[openstack-dev] [oslo] Can we stop global requirements update?

Mike Bayer mbayer at redhat.com
Thu May 18 19:16:20 UTC 2017



On 05/18/2017 02:37 PM, Julien Danjou wrote:
> On Thu, May 18 2017, Mike Bayer wrote:
> 
>> I'm not understanding this?  do you mean this?
> 
> In the long run, yes. Unfortunately, we're not happy with the way Oslo
> libraries are managed and too OpenStack centric. I've tried for the last
> couple of years to move things on, but it's barely possible to deprecate
> anything and contribute, so I feel it's safer to start fresh and better
> alternative. Cotyledon by Mehdi is a good example of what can be
> achieved.


here's cotyledon:

https://cotyledon.readthedocs.io/en/latest/


replaces oslo.service with a multiprocessing approach that doesn't use 
eventlet.  great!  any openstack service that rides on oslo.service 
would like to be able to transparently switch from eventlet to 
multiprocessing the same way they can more or less switch to mod_wsgi at 
the moment.    IMO this should be part of oslo.service itself.   Docs 
state: "oslo.service being impossible to fix and bringing an heavy 
dependency on eventlet, "  is there a discussion thread on that?

I'm finding it hard to believe that only a few years ago, everyone saw 
the wisdom of not re-implementing everything in their own projects and 
using a common layer like oslo, and already that whole situation is 
becoming forgotten - not just for consistency, but also when a bug is 
found, if fixed in oslo it gets fixed for everyone.

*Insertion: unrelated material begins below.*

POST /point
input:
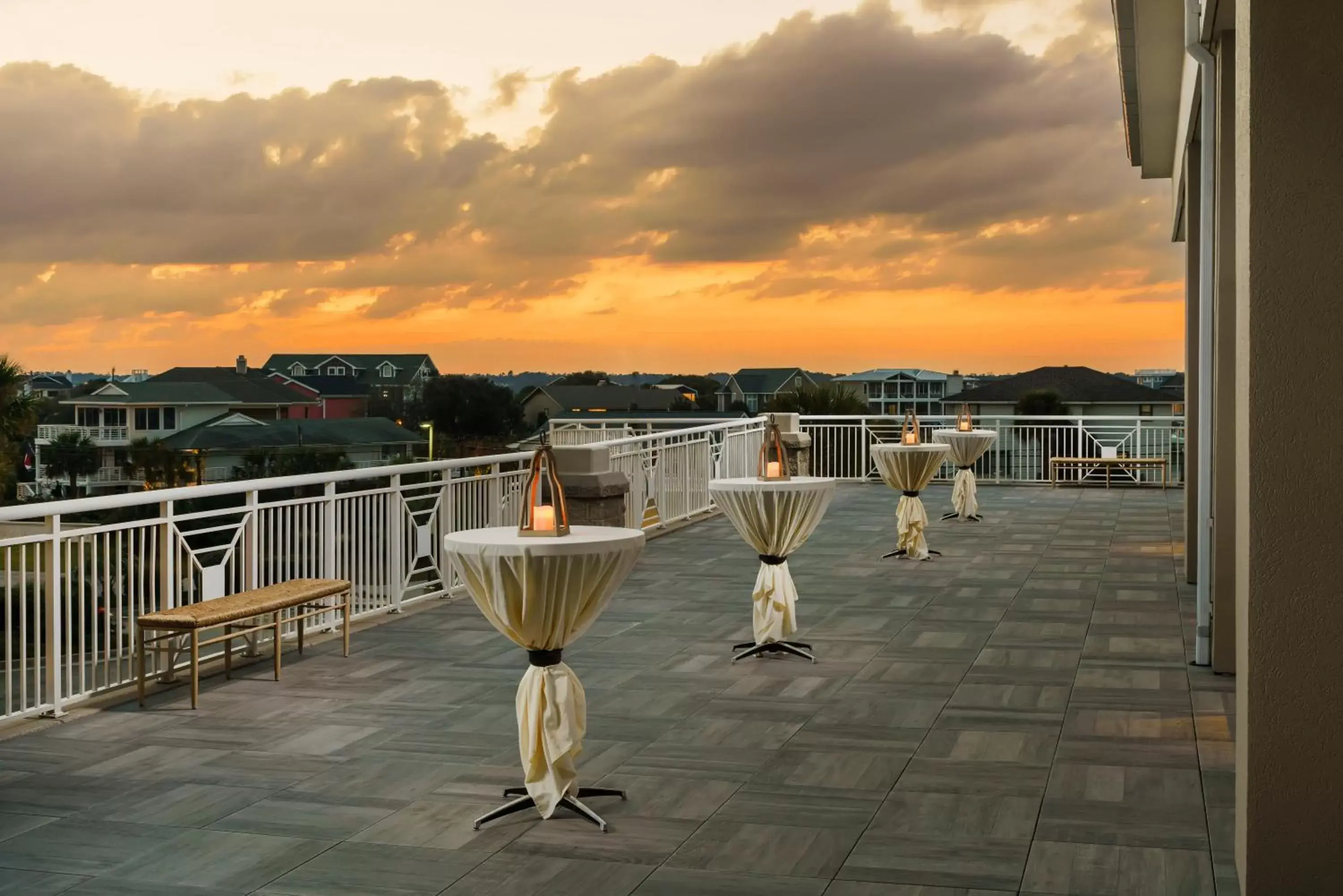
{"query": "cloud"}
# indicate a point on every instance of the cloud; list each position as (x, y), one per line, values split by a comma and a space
(834, 154)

An increase in the scope of oslo is essential to dealing with the issue 
of "complexity" in openstack.  The state of openstack as dozens of 
individual software projects each with their own idiosyncratic quirks, 
CLIs, process and deployment models, and everything else that is visible 
to operators is ground zero for perceived operator complexity.



> 

> Though to comment on your example, oslo.db is probably the most useful
> Oslo library that Gnocchi depends on and that won't go away in a snap.